Combating Terrorism

Need for Comprehensive Threat and Risk Assessments of Chemical and Biological Attacks Gao ID: NSIAD-99-163 September 7, 1999

The ease or difficulty for terrorists to cause mass casualties with an improvised chemical or biological weapon depends on the agent selected. Experts agree that toxic chemicals can cause mass casualties and require little if any expertise or sophisticated methods. Most chemical nerve agents, however, are technically challenging for terrorists to acquire, manufacture, and produce.
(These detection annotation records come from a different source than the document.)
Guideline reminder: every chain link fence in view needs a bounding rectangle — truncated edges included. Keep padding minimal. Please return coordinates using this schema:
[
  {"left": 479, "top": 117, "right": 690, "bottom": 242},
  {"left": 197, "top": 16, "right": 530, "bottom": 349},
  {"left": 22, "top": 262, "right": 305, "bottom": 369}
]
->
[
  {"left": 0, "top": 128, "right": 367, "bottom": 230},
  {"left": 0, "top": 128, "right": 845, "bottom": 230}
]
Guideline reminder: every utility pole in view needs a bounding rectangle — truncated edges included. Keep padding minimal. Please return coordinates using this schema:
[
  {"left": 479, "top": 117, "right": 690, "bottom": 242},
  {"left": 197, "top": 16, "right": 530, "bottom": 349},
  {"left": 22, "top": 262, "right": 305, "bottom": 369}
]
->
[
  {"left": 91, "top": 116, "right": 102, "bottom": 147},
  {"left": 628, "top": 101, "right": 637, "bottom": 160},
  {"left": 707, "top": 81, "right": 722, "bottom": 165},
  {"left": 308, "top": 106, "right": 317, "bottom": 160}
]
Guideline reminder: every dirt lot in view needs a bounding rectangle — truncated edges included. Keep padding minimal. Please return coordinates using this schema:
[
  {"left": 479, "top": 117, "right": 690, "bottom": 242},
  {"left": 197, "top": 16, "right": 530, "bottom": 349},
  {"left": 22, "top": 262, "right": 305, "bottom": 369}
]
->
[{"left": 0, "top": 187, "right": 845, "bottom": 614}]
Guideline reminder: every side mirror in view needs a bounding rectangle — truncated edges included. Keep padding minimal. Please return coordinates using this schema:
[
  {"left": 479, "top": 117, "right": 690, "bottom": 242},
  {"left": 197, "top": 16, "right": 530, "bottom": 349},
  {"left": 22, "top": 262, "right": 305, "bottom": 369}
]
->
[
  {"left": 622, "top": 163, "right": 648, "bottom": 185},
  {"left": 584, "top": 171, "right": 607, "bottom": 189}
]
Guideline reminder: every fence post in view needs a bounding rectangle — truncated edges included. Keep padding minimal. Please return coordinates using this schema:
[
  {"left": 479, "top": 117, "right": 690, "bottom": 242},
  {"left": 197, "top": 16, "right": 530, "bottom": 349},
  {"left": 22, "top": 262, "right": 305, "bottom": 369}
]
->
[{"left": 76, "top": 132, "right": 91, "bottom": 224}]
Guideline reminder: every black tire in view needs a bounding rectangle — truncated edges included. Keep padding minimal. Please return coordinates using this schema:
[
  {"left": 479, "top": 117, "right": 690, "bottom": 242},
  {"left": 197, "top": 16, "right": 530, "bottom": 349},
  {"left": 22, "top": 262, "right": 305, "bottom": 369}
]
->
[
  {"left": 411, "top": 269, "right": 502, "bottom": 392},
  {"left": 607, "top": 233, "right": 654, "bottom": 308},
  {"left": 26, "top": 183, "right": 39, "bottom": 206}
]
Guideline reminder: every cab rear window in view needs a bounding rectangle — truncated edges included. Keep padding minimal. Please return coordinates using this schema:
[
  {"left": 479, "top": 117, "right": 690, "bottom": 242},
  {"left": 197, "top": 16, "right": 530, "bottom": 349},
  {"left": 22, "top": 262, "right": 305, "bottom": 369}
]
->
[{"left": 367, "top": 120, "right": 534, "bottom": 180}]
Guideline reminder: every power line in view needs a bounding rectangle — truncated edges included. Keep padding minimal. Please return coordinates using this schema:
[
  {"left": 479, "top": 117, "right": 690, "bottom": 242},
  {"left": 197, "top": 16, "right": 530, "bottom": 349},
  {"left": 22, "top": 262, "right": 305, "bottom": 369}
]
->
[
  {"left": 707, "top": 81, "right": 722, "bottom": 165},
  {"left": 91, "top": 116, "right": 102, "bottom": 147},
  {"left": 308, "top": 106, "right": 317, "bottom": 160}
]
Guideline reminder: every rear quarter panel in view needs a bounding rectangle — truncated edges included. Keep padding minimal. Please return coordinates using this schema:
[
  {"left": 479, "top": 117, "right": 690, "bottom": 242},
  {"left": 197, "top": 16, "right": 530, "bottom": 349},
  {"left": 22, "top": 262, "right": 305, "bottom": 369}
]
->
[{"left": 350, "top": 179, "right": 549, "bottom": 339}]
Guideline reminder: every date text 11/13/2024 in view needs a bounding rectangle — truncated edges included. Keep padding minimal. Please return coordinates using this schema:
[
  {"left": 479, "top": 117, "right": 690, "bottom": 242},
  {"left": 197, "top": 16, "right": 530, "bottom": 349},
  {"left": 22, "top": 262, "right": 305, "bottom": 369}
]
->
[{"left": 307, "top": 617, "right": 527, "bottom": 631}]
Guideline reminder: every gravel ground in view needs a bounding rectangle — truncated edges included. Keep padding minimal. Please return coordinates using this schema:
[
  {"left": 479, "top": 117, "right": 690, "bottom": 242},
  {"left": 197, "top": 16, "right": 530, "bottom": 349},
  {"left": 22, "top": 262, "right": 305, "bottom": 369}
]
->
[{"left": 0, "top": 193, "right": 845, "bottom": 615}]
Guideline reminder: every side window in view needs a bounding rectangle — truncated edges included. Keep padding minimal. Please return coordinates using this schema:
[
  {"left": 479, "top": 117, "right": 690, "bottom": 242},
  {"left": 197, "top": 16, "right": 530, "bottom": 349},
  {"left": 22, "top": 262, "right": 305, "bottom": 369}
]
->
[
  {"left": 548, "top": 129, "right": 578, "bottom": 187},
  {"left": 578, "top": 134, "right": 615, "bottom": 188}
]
Also, terrorists working outside a state-run laboratory would have to overcome extraordinary challenges to effectively and successfully weaponize and deliver a biological agent and cause mass casualties. Although the intelligence community has issued assessments that discuss foreign-origin and biological terrorist threats, including judgements about which chemical and biological agents would most likely be used, the FBI has yet to produce a formal written assessment of the most likely domestic-origin chemical and biological terrorist threats. GAO believes that a sound national-level risk assessment could provide a strategic guide to help shape, focus, and prioritize federal efforts to combat terrorism. Such an assessment would be done by a multidisciplinary team of experts on intelligence, terrorism, chemical and biological agents, weapons, law enforcement, and health and other experts. The team could (1) generate valid threat scenarios, (2) assess and prioritize scenario risk in terms of the likelihood and the severity of consequences, and (3) determine appropriate countermeasures or other programmatic responses.

GAO noted that: (1) chemical and biological experts and intelligence agency officials believe that the ease or difficulty for terrorists to cause mass casualties with an improvised chemical or biological weapon or device depends on the chemical or biological agent selected; (2) specialized knowledge would be needed to acquire the right biological agent or precursor chemicals, process the chemical or biological agent, improvise a weapon or device, and effectively disseminate the agent to cause mass casualities; (3) some virulent biological agents and precursor chemicals are difficult to obtain, and others are difficult to process or produce, especially in the quantities needed to cause mass casualities; (4) in addition, effective dissemination of chemical and biological agents can be disrupted by environmental and meteorological factors; (5) terrorists with less sophistication could make a chemical or biological weapon and disseminate agents, but these would be less likely to cause mass casualities; (6) preventive measures and medical treatments are available for some, but not all chemical and biological agents that might be used by terrorists; (7) the intelligence community has recently produced National Intelligence Estimates and other high-level analyses of the foreign-origin terrorist threat that include judgments about the more likely chemical and biological agents that would be used; (8) unlike the foreign-origin terrorist threat, the Federal Bureau of Investigation's (FBI) analysts' judgments concerning the more likely chemical and biological agents to be used by domestic-origin terrorists have not been captured in a formal, authoritative, written assessment; (9) moreover, a national-level risk assessment of potential chemical and biological terrorist incidents also has not been performed; (10) soundly performed risk assessments could help ensure that specific programs and related expenditures are justified and targeted according to the threat and risk of validated terrorist attack scenarios generated and assessed by a multidisciplinary team of experts; and (11) in the case of the Department of Health and Human Services national stockpile initiative, without valid threat and risk assessments, GAO questions whether stockpiling for the items and quantities discussed in the Department's plan is the best approach for investing in medical preparedness.